Perhaps 45 minutes had passed since the thud, with no trains coming through. When one finally came, it came to Platform 2, where we'd been instructed not to be, and foul language flew up at the speakers in the ceiling.

"Your attention please," said the voice. "Westbound passengers to San Francisco should wait on Platform 2. Repeat, Platform 2 is now open." The grousing multitudes then trod toward Platform 2, from whence we'd come ten minutes earlier.

Soon the concourse was so crowded it's a surprise nobody accidentally fell over the edge and onto the tracks. Elbow-to-ribcage-to-elbow were were packed, and I smiled at my victims during several minutes of a delightful fart spree.

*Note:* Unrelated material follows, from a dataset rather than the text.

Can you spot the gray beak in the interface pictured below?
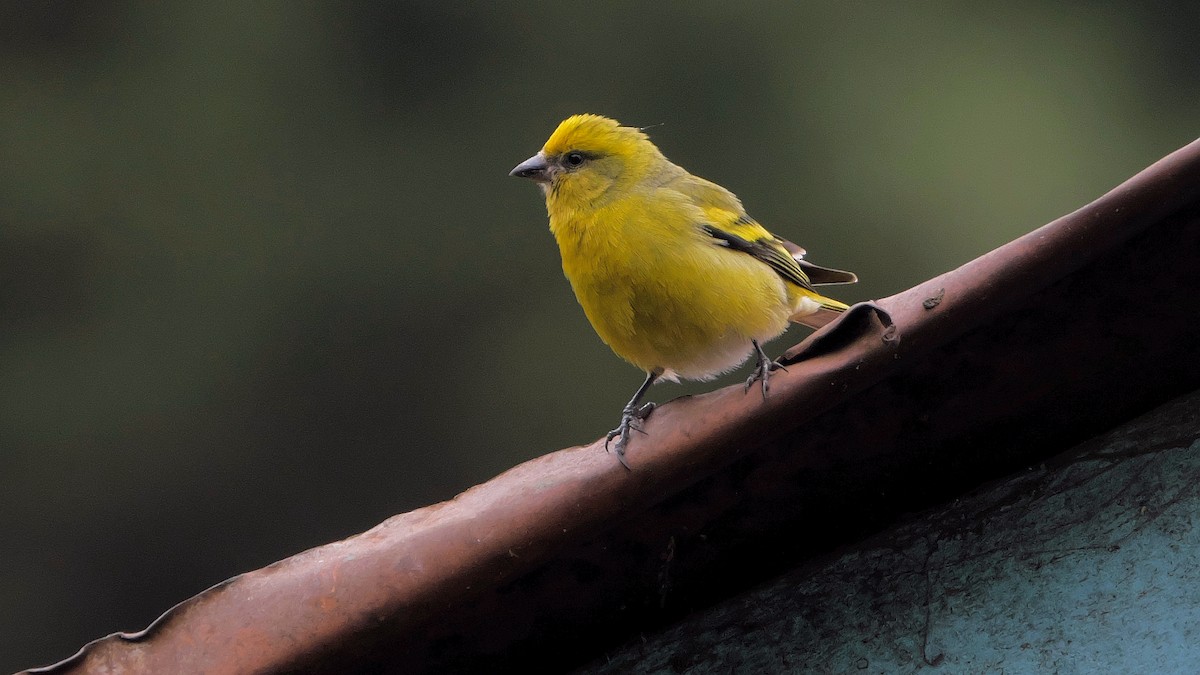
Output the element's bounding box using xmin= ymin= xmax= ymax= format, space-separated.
xmin=509 ymin=153 xmax=550 ymax=183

When the next train pulled in fifteen minutes later, hundreds of short-tempered people got aboard, but I was not among them. It was gonna be standing-room only, and I decided I'd rather wait for a seat on the next train.

With the farting and all, I had rather a good time, but still, I got home more than an hour later than I should have.

And most of the BART system runs through 19th Street Station, so it wasn't merely hundreds of people inconvenienced, it was thousands — trains were backed up all along all the lines, maybe except trains from San Francisco to Fremont.

All those people were late for dinner, missed happy hour or the first three innings of a ball game, just because someone wanted to kill herself and couldn't even do that right.

It's not even a joke, only common courtesy, to say: If you want to kill yourself, please suicide alone in your own home.

From Pathetic Life #25
Saturday, June 1, 1996

This is an entry retyped from an on-paper zine I wrote many years ago, called Pathetic Life. The opinions stated were my opinions then, but might not be my opinions now. Also, I said and did some disgusting things, so parental guidance is advised.